EVANSVILLE, Ind. (WEHT) – Everywhere you look, prices continue to rise. The weekly trips to the grocery store are slowly draining wallets as inflation goes up.

“You see the prices of gas, you see the price every every time you walk into the grocery store,” said Ed Kersey of Henderson. “They say it’s 18% higher, I’m seeing more like 40% higher. Oh, easily [my grocery bill] would be say about $150, it’s going up easy to $300. It’s doubled.”
The increase in prices is now causing more and more people to rely on a trip to a local food pantry instead.

Karen Dunlap, the outreach organizer at St. Mark’s Lutheran Church, said the need has increased by double since last year. And as prices on the shelves increase, many people are seeing their monthly income decrease.

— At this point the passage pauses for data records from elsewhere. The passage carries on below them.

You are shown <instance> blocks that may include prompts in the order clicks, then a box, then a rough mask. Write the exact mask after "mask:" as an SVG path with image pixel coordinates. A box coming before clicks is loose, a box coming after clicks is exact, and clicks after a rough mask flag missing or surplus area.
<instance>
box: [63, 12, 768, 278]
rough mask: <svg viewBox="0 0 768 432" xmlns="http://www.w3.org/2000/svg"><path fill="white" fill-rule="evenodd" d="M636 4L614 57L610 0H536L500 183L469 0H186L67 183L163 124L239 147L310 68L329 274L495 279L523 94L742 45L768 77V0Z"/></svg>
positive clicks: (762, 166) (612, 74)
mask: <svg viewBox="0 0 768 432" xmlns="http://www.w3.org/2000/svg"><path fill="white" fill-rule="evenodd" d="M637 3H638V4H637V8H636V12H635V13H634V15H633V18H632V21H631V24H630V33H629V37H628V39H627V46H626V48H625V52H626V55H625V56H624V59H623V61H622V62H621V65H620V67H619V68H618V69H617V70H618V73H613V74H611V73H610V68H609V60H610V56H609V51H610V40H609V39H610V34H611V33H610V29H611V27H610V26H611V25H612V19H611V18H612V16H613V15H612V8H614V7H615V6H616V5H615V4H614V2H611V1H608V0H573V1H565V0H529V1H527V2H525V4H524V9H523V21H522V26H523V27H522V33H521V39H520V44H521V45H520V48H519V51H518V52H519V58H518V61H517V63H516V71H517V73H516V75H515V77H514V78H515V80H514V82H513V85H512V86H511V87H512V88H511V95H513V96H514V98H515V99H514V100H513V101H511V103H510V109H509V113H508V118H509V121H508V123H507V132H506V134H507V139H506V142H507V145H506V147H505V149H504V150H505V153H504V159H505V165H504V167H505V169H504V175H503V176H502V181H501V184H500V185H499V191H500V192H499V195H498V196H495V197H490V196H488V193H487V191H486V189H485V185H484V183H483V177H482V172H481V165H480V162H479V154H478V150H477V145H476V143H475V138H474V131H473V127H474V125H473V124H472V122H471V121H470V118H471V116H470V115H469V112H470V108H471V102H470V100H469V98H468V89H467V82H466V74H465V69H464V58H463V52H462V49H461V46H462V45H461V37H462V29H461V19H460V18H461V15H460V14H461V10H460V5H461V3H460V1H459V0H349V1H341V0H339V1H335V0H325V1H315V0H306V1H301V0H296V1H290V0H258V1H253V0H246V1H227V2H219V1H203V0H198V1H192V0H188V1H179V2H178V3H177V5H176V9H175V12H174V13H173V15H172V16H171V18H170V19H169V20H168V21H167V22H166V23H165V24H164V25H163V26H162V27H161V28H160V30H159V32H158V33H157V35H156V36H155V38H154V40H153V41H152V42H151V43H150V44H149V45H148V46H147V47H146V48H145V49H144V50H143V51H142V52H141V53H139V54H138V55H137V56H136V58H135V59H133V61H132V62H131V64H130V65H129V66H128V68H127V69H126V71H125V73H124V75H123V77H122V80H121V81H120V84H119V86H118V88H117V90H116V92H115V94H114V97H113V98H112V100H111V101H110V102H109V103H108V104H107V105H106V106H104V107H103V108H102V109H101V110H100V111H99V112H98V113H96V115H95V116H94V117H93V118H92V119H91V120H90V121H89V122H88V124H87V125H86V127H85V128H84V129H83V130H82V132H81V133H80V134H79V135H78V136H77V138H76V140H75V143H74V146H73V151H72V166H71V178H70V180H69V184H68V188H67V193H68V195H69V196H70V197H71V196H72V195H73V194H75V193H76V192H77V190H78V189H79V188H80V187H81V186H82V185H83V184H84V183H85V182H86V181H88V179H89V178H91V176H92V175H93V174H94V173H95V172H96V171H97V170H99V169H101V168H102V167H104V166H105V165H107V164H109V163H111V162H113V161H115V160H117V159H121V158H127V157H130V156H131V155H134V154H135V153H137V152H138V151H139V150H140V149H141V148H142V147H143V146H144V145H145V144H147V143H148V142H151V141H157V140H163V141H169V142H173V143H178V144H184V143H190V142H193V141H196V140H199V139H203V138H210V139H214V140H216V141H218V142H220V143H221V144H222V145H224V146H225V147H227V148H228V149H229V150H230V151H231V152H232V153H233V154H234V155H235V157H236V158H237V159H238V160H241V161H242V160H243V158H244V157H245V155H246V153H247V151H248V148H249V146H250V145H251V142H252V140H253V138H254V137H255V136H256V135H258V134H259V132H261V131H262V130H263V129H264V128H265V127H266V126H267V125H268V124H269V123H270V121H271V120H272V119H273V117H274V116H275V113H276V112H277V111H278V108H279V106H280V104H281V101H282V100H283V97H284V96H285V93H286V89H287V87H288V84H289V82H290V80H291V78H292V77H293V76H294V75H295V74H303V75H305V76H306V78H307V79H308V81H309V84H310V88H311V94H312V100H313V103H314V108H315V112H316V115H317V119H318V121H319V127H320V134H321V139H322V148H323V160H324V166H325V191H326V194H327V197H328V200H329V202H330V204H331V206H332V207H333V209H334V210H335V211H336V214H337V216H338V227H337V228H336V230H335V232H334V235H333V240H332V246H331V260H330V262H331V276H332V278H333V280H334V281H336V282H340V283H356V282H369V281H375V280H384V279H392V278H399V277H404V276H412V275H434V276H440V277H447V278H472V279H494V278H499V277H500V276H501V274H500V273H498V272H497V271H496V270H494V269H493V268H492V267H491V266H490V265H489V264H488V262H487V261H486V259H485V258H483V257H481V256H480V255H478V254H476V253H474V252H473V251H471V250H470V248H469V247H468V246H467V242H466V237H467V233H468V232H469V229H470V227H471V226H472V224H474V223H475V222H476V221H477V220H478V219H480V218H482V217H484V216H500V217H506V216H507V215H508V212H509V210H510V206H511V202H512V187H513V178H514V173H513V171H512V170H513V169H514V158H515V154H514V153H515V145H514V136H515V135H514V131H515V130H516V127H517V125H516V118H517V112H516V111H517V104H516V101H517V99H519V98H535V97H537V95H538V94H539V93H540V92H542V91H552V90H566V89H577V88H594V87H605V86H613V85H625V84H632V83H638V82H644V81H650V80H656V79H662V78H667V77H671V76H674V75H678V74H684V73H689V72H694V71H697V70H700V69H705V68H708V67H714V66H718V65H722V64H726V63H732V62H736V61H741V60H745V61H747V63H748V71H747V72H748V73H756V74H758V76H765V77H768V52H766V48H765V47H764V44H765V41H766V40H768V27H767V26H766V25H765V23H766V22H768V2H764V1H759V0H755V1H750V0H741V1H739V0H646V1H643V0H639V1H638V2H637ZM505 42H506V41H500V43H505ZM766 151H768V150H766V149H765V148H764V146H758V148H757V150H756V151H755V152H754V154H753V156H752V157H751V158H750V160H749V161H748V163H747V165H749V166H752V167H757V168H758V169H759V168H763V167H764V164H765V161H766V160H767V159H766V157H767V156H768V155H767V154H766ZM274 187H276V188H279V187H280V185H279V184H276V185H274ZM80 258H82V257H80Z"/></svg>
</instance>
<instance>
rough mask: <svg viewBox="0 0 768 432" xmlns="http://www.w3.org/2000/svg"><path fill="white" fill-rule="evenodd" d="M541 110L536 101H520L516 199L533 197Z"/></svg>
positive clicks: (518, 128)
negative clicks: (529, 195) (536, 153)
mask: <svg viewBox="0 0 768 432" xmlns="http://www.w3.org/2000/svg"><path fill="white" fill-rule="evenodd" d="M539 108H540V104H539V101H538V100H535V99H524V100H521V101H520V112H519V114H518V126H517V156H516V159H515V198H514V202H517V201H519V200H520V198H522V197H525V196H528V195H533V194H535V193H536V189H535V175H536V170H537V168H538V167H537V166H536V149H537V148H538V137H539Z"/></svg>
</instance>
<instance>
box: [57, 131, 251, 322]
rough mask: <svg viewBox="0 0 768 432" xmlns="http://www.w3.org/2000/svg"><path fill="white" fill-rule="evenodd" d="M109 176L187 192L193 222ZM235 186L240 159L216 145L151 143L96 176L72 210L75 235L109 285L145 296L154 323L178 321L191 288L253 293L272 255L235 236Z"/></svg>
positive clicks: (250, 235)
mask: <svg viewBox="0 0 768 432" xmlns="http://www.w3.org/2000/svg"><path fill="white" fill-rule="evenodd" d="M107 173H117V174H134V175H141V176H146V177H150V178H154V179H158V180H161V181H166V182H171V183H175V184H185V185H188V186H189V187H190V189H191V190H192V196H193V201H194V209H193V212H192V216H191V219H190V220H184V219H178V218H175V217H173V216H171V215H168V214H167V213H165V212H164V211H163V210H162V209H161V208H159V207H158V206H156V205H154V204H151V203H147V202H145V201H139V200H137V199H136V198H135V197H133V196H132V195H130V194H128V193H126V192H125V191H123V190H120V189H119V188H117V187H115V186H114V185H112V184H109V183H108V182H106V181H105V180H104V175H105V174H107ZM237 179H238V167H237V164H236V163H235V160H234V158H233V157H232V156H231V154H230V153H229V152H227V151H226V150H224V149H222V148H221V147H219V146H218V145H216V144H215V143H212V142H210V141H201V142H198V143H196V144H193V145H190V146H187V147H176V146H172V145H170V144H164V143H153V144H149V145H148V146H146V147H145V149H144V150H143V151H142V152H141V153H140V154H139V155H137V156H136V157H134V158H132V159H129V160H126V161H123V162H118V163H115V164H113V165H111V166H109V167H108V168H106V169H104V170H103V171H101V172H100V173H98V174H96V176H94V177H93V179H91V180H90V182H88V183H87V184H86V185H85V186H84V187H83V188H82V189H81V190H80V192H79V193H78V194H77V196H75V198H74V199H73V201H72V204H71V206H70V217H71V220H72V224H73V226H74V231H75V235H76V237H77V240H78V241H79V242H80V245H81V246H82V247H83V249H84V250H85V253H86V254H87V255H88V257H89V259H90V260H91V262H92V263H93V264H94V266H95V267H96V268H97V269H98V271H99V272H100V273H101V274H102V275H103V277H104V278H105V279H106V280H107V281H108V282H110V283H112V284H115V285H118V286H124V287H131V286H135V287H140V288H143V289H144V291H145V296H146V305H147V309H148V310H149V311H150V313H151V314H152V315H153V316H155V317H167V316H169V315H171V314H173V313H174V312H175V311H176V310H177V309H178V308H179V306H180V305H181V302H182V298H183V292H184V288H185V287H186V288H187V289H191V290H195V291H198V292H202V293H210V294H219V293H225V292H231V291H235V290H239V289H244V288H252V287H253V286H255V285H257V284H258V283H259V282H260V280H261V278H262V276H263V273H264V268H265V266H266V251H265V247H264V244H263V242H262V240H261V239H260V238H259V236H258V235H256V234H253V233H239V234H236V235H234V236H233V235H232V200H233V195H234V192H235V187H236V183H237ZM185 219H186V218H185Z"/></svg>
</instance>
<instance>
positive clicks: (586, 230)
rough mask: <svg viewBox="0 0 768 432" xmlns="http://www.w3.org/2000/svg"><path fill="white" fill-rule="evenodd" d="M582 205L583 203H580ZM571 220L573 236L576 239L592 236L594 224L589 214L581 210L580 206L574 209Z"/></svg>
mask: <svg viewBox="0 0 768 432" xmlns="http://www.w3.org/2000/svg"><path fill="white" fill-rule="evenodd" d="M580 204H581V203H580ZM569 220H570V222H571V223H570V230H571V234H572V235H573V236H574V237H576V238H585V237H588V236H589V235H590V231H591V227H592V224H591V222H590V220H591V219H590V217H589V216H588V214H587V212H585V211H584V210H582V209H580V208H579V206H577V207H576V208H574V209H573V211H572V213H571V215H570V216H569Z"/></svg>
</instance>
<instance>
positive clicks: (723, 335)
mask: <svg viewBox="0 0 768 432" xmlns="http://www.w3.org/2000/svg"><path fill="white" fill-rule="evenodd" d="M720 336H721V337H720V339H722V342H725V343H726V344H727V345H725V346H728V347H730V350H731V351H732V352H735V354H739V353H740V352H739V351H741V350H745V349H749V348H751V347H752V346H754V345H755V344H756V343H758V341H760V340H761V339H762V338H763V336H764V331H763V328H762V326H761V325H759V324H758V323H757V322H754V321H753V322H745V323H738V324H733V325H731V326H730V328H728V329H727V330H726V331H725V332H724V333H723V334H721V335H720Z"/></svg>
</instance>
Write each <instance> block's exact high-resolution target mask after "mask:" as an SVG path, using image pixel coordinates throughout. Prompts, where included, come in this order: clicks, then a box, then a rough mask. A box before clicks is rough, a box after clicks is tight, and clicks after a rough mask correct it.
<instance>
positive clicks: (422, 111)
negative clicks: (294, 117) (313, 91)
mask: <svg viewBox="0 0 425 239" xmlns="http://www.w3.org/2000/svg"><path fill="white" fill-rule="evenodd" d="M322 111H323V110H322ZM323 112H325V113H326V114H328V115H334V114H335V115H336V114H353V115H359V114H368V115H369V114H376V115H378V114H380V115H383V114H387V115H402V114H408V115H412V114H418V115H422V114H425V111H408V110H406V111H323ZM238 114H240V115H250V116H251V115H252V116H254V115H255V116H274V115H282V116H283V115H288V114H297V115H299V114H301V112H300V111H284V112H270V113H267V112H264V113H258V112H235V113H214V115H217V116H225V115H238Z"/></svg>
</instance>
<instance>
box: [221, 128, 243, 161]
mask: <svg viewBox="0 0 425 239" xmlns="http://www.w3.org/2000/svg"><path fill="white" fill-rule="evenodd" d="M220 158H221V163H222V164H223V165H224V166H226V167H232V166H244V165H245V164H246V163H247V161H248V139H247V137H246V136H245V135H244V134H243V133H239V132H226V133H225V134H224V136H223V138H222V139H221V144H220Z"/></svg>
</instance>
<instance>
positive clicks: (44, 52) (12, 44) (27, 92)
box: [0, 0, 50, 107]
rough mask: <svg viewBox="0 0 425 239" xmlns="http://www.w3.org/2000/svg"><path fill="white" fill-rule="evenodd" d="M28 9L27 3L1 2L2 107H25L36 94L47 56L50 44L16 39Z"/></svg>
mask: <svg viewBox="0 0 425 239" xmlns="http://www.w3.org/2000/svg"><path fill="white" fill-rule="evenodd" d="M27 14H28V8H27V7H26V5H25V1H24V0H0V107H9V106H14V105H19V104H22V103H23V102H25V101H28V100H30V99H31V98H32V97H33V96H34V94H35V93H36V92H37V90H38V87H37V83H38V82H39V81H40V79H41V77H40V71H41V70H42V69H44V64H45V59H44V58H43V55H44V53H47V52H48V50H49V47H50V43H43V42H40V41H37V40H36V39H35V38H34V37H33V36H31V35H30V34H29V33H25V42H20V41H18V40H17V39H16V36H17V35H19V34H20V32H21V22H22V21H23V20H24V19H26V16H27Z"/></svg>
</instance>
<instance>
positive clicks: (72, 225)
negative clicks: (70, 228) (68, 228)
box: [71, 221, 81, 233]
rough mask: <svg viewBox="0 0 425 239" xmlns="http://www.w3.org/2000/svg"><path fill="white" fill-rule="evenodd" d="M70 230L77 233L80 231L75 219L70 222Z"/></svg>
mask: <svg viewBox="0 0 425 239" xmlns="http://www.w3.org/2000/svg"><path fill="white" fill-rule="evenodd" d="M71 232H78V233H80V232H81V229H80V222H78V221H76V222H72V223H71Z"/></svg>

“We’re seeing a rise in the number of people about 25% who are going to the pantries and soup kitchens, again because of inflation also because of their SNAP benefits, their EDP SNAP benefits from the pandemic have expired in July,” said Glenn Roberts of the Tri-State Food Bank.

However, food banks and pantries are seeing fewer donations from the public and from manufacturers.

Dunlap added, “The supply is going down. There have been weeks when you look in the room and it’s almost bare and it’s like ugh, yikes, families are going to be a little hungrier this week.”

The food banks are now spending more of their own money to keep up. Generally the Tri-State Food Bank relies on a government assistance program to account for nearly one third of its supply, but now those resources are being cut in half.

“That’s probably an untold story as the government food that we’re getting – that we normally rely on and especially relied on during the pandemic – we’re getting a lot less of right now and we have to supplement that fill that gap by purchasing food,” added Roberts.

The need is a vicious cycle. Food banks are needing more donations, but everyone is affected by inflation and may not be able to donate like they once were.

“They don’t know what tomorrow is going to bring,” added Kersey. “And everything that we’re seeing is that the cost of food is going up and we know that this will this will still stay with us for at least another two years.”

The local food banks and pantries are always looking for more donations, both as non-perishable food items and monetary contributions. The Tri-State Food Bank is also looking for more volunteers.